Transmisión de la vida El matrimonio es en primer lugar una íntima comunidad conyugal de vida y amor, que constituye un bien para los mismos esposos, y la sexualidad está ordenada al amor conyugal del hombre y la mujer.

Por eso, también los esposos a los que Dios no ha concedido tener hijos pueden llevar una vida conyugal plena de sentido, humana y cristianamente.
No obstante, esta unión está ordenada a la generación por su propio carácter natural.

El niño que llega no viene de fuera a añadirse al amor mutuo de los esposos; brota del corazón mismo de ese don recíproco, del que es fruto y cumplimiento.

No aparece como el final de un proceso, sino que está presente desde el inicio del amor como una característica esencial que no puede ser negada sin mutilar al mismo amor.

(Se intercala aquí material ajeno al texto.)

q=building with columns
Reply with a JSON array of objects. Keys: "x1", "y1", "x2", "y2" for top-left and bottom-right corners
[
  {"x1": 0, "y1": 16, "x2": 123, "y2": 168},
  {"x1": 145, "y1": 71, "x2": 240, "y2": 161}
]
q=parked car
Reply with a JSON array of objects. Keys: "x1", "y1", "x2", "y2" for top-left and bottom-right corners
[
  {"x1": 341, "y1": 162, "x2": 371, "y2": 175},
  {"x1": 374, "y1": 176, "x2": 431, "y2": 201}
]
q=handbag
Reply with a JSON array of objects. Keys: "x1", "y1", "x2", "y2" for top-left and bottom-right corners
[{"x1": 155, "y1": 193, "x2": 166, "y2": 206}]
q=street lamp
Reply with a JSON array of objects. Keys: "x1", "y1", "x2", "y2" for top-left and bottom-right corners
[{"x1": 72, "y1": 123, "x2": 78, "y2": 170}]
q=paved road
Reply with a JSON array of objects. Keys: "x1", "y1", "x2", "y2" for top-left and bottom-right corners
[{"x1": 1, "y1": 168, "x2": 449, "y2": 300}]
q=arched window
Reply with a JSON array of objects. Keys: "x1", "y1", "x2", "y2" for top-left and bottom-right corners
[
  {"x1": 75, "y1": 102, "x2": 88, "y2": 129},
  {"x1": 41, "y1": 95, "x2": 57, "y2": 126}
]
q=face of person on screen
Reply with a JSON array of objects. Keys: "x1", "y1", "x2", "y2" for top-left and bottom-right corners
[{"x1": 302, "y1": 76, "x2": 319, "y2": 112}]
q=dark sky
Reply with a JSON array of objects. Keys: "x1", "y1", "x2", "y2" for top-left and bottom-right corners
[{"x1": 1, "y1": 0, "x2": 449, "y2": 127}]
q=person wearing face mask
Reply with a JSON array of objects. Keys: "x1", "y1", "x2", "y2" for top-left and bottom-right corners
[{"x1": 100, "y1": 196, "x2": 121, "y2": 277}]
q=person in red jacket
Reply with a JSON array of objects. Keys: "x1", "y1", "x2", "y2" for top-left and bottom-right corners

Desde el comienzo, el amor rechaza todo impulso de cerrarse en sí mismo, y se abre a una fecundidad que lo prolonga más allá de su propia existencia.

Entonces, ningún acto genital de los esposos puede negar este significado, aunque por diversas razones no siempre pueda de hecho engendrar una nueva vida.

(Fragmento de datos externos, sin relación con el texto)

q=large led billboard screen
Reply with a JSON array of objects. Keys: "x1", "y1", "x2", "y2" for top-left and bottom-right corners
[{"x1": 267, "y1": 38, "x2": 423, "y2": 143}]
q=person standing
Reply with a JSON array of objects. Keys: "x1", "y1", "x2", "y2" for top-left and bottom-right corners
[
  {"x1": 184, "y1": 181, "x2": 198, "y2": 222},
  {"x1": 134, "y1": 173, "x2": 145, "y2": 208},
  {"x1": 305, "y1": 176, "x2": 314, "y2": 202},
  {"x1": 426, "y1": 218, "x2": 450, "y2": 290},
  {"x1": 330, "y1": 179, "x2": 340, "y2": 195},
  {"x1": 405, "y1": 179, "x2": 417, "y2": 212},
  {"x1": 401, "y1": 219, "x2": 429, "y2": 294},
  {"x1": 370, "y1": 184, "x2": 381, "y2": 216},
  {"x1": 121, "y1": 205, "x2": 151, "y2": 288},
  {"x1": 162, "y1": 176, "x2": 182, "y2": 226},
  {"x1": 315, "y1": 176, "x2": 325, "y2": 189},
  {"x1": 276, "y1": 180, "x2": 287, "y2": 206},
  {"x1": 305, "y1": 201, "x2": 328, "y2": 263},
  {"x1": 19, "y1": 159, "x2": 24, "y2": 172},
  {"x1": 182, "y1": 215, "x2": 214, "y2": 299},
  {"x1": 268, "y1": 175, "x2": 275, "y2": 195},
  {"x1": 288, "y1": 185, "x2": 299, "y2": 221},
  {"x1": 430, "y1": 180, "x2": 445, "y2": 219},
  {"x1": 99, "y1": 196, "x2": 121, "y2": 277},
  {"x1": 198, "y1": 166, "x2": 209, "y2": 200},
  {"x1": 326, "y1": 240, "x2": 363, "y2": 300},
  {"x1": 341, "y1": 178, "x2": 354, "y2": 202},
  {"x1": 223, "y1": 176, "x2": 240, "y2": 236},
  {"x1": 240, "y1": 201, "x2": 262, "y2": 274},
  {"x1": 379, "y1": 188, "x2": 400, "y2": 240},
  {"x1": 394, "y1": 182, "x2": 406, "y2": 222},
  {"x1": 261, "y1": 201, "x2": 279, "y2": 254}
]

El hijo reclama nacer de ese amor, y no de cualquier manera, ya que él no es un derecho sino un don, que es el fruto del acto específico del amor conyugal de sus padres.

Porque, según el orden de la creación, el amor conyugal entre un hombre y una mujer y la transmisión de la vida están ordenados recíprocamente.
De esta manera, el Creador hizo al hombre y a la mujer partícipes de la obra de su creación y, al mismo tiempo, los hizo instrumentos de su amor, confiando a su responsabilidad el futuro de la humanidad a través de la transmisión de la vida humana.